The city of Hämeenlinna has always been known as a prison and garrison city, because these activities have been tightly connected to Häme Castle since the Middle Ages, when it was built. The Castle was used as a prison from the 1830s until 1972. In 1979, the Main Castle was opened as a museum managed by the National Museum of Finland.
Many criminals known from history have served their sentences here, such as murderer Matti Haapoja and Ostrobothnian knife-fighters Isoo-Antti and Rannanjärvi. Poet Elvi Sinervo and sleeping preacher Maria Åkerblom are among the best known female prisoners of the Castle.
In the early stages of the operation of the Prison, which was also called the Hämeenlinna penal labour prison, an example was taken from American prisons, where cells were grouped on either side of a central corridor. Previously, the prisoners had lived in shared dormitories. Today, the history and stories of prison life live on in the writings on the walls, the items, and the lived-in cells.

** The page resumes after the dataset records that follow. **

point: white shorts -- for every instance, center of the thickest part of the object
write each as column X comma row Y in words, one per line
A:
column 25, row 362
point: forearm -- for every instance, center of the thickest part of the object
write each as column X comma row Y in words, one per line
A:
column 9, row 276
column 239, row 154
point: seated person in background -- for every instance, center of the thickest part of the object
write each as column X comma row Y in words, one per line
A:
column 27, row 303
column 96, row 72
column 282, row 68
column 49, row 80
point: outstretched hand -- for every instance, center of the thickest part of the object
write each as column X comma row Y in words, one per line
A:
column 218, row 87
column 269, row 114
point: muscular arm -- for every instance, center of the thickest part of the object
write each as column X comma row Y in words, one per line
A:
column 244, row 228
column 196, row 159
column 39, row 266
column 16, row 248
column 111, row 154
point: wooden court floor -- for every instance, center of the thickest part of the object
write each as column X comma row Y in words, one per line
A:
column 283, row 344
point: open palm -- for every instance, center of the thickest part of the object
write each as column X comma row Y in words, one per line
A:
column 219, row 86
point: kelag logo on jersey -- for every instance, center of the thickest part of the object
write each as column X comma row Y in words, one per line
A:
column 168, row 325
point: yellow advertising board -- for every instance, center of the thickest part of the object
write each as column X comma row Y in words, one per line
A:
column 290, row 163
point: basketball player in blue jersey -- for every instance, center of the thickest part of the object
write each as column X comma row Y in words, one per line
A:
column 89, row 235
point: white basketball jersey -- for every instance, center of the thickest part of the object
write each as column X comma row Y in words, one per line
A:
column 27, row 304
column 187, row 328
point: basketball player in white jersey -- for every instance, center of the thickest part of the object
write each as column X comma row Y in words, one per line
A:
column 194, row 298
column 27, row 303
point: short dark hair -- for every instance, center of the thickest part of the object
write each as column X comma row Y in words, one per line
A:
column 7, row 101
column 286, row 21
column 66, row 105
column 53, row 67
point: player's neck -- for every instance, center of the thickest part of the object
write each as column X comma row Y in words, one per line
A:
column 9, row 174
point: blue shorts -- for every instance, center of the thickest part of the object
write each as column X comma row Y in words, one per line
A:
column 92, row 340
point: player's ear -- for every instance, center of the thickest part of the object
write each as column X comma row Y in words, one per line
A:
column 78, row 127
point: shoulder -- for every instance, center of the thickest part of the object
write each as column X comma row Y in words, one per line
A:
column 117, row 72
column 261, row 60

In May 2019, the Prison will open as a barren complex of facilities and stories. The grim prison building also offers an excellent setting for hosting events, discussions, and private functions. The visitor experience will be completed in summer 2020 through new kinds of audio-visual and digital methods of representation. The reform of the exhibition contents aims to highlight the memories and stories of those who actually experienced it, whether prisoners, guards, or other people related to the prison. For example writer and escapee Jan Jalutsi has participated in the manuscript team of the Prison.